Śniło mi się, że znika treść kwiatów wątpliwa,
I że ogród, istnienia zlistwionego syt -
Ginie, szepcąc twe imię, dziewczyno wróżb chciwa -
A śmierć szarpie na strzępy twój spieszczony byt.

Ginie w złoto i jedwab przystrojone życie,
I cmentarz, gdzie rozpacza zapomniany trup -
I las znika, gdzie ślad swój wyryła niezbicie
Zwycięska rzeczywistość moich dzielnych stóp.

Znikło miasto, gdzie wrzała bezzasadna praca
I gdzie się rozbudował śmiech, niebyt i żal.
Nadaremnie się obłok - słońcu przypodzłaca:
Znikł obłok - żywot wieczny - bóstw kilka - i dal.
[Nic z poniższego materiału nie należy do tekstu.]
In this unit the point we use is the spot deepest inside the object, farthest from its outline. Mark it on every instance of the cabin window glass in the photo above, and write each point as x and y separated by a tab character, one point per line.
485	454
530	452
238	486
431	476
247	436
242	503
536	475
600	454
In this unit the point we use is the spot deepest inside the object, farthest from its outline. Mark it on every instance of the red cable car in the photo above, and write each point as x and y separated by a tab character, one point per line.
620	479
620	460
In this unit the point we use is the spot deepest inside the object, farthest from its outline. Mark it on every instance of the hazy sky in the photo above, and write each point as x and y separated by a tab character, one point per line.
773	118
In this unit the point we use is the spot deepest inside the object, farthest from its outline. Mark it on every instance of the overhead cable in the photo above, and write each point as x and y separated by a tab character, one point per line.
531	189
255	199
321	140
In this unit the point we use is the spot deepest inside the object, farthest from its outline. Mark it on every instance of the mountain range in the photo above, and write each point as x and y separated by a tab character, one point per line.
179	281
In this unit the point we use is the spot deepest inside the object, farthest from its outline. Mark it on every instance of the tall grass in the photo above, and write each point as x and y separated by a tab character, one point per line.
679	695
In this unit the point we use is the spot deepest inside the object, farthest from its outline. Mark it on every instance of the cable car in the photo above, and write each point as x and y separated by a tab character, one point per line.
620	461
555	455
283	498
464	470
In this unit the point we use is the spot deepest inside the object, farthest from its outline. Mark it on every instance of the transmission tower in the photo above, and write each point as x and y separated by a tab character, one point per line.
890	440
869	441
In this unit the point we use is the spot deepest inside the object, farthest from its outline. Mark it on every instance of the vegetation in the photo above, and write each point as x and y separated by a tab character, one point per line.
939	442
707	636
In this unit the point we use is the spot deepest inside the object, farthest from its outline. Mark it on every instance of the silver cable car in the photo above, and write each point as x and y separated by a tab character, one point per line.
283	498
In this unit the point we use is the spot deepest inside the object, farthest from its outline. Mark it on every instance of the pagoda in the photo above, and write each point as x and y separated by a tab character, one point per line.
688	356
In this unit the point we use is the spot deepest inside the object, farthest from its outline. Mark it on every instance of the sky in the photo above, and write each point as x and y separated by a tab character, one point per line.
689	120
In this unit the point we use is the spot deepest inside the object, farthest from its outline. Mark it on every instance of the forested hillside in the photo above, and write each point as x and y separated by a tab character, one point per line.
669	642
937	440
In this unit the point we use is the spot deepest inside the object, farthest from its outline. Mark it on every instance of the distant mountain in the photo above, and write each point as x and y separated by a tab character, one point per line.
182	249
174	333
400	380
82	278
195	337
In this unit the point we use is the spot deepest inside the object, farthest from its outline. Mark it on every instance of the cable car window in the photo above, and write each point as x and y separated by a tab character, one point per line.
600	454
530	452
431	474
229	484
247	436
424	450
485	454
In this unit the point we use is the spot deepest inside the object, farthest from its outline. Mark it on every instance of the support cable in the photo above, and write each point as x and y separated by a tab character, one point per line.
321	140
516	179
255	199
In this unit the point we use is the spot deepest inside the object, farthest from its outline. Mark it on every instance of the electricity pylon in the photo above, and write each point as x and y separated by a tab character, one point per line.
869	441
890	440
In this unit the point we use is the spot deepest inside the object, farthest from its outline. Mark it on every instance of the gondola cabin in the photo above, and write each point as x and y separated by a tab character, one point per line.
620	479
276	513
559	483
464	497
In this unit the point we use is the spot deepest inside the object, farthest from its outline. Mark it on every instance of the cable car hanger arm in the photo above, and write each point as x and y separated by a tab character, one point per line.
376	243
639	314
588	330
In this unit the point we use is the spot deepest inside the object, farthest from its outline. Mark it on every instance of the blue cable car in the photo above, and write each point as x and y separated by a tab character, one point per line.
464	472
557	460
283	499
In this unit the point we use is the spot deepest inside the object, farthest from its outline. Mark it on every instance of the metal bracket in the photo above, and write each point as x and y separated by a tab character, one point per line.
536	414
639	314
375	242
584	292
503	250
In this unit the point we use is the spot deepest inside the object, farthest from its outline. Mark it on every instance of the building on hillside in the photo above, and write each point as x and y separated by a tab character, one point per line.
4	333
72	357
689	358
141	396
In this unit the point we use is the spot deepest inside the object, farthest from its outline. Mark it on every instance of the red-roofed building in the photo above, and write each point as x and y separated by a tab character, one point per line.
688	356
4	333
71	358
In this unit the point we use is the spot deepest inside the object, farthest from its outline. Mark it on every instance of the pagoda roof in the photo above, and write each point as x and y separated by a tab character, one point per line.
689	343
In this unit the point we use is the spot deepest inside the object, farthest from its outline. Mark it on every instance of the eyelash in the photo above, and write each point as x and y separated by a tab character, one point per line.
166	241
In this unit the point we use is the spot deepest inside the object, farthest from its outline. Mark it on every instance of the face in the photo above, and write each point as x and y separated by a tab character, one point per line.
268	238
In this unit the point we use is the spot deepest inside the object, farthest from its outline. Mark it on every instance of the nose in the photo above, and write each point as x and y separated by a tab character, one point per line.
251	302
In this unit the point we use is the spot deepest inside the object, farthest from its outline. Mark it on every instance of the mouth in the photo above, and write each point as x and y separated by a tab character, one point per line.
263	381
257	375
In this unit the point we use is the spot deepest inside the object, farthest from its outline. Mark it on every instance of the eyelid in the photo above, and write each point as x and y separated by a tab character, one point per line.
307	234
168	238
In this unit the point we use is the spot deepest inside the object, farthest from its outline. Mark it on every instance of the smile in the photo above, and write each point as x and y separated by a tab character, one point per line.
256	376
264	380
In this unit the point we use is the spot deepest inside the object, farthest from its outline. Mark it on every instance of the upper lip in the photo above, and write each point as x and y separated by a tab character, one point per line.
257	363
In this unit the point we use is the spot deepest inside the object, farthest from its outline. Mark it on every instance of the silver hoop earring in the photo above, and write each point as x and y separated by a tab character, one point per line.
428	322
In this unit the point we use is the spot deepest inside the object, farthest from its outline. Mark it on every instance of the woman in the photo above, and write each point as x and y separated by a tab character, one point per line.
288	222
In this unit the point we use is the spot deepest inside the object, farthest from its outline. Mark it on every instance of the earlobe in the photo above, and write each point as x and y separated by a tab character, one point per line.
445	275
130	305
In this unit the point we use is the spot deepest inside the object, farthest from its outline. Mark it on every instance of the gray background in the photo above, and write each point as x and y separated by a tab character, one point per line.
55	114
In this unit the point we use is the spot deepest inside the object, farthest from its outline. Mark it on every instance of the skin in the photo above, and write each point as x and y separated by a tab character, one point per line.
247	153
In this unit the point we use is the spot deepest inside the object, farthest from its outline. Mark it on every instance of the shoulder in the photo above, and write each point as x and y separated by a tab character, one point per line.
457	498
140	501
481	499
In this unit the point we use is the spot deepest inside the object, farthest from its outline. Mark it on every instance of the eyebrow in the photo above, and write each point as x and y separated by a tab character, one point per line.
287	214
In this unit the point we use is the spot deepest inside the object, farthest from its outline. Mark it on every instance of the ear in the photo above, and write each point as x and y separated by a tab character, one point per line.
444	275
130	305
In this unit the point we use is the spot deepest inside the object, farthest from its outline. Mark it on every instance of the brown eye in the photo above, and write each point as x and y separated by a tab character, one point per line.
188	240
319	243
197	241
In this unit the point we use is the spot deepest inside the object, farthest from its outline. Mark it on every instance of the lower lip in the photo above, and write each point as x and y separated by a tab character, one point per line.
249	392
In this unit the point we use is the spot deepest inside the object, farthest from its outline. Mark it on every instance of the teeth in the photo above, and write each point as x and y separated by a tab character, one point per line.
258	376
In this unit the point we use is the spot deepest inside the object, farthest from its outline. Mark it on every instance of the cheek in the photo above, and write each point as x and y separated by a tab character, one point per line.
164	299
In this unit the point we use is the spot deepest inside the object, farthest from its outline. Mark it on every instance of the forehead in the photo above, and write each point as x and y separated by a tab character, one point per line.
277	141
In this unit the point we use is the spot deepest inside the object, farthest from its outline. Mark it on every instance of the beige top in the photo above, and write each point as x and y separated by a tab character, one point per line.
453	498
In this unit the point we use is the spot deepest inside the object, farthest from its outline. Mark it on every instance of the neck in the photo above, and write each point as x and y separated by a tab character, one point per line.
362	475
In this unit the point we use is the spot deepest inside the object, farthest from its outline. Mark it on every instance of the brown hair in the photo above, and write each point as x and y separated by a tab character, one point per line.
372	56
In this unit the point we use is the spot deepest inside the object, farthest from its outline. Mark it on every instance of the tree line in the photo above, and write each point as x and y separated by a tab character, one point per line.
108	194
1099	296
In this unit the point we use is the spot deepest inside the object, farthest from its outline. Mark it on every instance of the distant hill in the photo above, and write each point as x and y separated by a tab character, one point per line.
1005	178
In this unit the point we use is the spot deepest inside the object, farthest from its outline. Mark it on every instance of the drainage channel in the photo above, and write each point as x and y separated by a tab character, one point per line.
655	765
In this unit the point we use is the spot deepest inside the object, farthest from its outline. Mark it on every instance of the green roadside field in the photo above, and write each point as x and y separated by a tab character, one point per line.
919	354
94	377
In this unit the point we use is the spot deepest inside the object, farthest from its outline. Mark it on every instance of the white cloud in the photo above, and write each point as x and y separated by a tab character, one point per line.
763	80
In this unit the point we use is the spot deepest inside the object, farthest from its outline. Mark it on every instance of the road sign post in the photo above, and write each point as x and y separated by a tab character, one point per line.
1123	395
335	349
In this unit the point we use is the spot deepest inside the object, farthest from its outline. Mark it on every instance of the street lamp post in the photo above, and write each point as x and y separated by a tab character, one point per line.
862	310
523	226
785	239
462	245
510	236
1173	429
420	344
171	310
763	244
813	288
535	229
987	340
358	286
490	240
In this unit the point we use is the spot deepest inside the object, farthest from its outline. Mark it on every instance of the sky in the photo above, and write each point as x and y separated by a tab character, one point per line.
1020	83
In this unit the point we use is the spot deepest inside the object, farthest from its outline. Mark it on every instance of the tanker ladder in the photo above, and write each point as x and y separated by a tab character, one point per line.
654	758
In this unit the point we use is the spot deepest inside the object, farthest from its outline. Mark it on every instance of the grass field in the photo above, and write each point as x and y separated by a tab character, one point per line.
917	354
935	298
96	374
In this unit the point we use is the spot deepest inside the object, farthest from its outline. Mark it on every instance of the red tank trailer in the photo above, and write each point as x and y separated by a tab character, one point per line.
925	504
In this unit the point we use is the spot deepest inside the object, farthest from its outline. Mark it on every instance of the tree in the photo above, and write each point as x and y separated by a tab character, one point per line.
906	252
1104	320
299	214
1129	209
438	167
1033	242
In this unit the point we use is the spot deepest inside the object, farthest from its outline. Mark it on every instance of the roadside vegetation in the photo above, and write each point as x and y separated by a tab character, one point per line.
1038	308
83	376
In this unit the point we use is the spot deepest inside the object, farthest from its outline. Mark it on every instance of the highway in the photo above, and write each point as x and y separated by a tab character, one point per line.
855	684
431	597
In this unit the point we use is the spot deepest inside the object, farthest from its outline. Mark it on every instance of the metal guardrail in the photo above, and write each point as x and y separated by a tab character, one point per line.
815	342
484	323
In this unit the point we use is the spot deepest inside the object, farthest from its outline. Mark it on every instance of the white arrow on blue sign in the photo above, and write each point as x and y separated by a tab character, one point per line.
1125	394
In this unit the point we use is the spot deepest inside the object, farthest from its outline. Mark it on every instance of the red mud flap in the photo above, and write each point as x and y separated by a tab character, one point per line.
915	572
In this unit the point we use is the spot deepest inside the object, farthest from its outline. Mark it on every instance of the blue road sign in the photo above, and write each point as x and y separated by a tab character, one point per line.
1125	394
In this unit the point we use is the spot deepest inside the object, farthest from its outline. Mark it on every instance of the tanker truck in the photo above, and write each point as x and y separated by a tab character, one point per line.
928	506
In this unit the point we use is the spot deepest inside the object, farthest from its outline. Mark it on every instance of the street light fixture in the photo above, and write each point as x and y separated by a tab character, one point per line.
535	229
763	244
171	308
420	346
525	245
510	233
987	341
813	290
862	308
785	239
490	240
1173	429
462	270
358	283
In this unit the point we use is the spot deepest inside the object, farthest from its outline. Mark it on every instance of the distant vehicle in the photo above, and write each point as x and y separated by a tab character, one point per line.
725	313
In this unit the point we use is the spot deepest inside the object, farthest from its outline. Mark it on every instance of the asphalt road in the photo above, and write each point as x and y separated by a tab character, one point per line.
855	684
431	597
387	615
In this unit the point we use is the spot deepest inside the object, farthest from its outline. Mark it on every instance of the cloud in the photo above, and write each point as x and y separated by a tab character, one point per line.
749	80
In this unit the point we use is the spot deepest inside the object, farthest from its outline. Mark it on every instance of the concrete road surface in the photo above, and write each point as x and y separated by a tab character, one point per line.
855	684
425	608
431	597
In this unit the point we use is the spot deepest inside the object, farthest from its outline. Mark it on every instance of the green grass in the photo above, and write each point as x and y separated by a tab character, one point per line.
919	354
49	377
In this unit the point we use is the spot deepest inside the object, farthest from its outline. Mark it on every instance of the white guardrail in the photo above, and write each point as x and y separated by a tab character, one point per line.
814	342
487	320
Lecz ja trwam, by śnić jeszcze na moglie nieba
Mrok, któremu śmierć chmurne rozczesuje brwi.
I mój pokój trwa także - dlatego że trzeba
Mieć pokój - we wszechświecie... I zamknąłem drzwi...

Świerszcz piosenką zapiecną oszołamia ciszę -
Anioł miga białawo w zaokiennej mgle -
A ja wiersz ten dla świerszczy i aniołów piszę -
I tak mi źle na tym świecie - tak mi strasznie źle!